The brutal punishments meted out certainly reignited the fears that had sparked the uprising in the first place

issue 13 January 2018

Many and various are the things one finds in Kentish pubs (I’m told); but few could top the sepoy’s skull discovered at The Lord Clyde, Walmer, complete with brief biography:

Skull of havildar ‘Alum Bheg’, 46th Regt. Bengal N. Infantry… blown away from a gun.

From this grisly starting point, Kim Wagner, lecturer in British imperial history at Queen Mary University of London, narrates how, in the swelter of mid-1857, following outbreaks throughout British India, native Bengal Army units at Sialkot mutinied, killing officers and civilians and looting the cantonment, and then set out for Delhi to join Bahadur Shah, the briefly-minted ‘Emperor of India’.

They didn’t make it. All but wiped out by ‘Nikal Seyn’ Nicholson’s moving column, the survivors fled into the Himalayas. A year later they were dragged back to Sialkot and executed, havildar Bheg among them. His head was picked up, ‘defleshed’ and brought home to Dublin by a captain of the 7th Dragoon Guards — ‘the ultimate proof’, as Wagner deems it, ‘of colonial power’.

Alive, it must be said, Alum Bheg does not feature too prominently. An ‘archival absence’ about him before his execution surely means he was not a ‘principal leader in the mutiny’, as the note appended to his skull suggests. By and large it would appear that he died as proxy for a more notorious mutineer, the cartoonish former flogger of the district court.

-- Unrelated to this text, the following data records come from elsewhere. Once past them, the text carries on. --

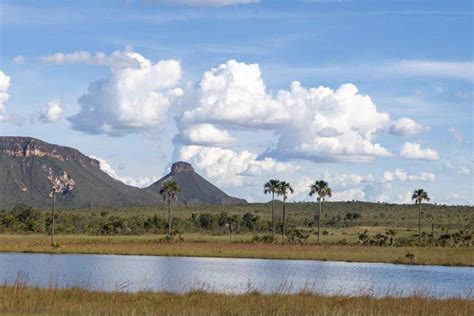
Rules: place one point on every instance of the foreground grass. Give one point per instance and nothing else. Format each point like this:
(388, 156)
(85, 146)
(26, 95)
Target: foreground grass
(23, 300)
(218, 246)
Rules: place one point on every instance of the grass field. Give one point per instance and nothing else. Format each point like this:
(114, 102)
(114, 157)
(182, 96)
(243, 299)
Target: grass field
(24, 300)
(218, 246)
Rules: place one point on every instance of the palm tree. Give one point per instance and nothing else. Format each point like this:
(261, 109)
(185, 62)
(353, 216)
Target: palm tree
(322, 189)
(419, 195)
(284, 189)
(272, 187)
(169, 190)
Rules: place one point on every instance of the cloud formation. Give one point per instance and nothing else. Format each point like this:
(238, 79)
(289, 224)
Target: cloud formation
(318, 124)
(131, 99)
(401, 175)
(456, 134)
(414, 151)
(406, 126)
(140, 182)
(4, 96)
(231, 168)
(52, 112)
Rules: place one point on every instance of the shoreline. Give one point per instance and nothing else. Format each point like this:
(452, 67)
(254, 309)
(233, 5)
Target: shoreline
(22, 300)
(151, 246)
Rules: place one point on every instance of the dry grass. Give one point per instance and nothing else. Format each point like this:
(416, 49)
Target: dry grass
(24, 300)
(209, 246)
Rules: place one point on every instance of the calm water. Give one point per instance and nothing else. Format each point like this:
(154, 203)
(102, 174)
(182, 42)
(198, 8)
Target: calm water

But how the havildar (or sergeant) went from loyal servant of John Company to mutineer gives scope for looking at the wider mutiny. Indian conceptions of armed service proved incompatible with the East India Company’s. The sepoys — largely Hindustanis, in the Punjab which they’d recently helped to add to British territory — saw themselves as kingmakers, a caste-like group unto themselves, with privileges to uphold and a strict, contractual attitude towards the ‘military labour market’.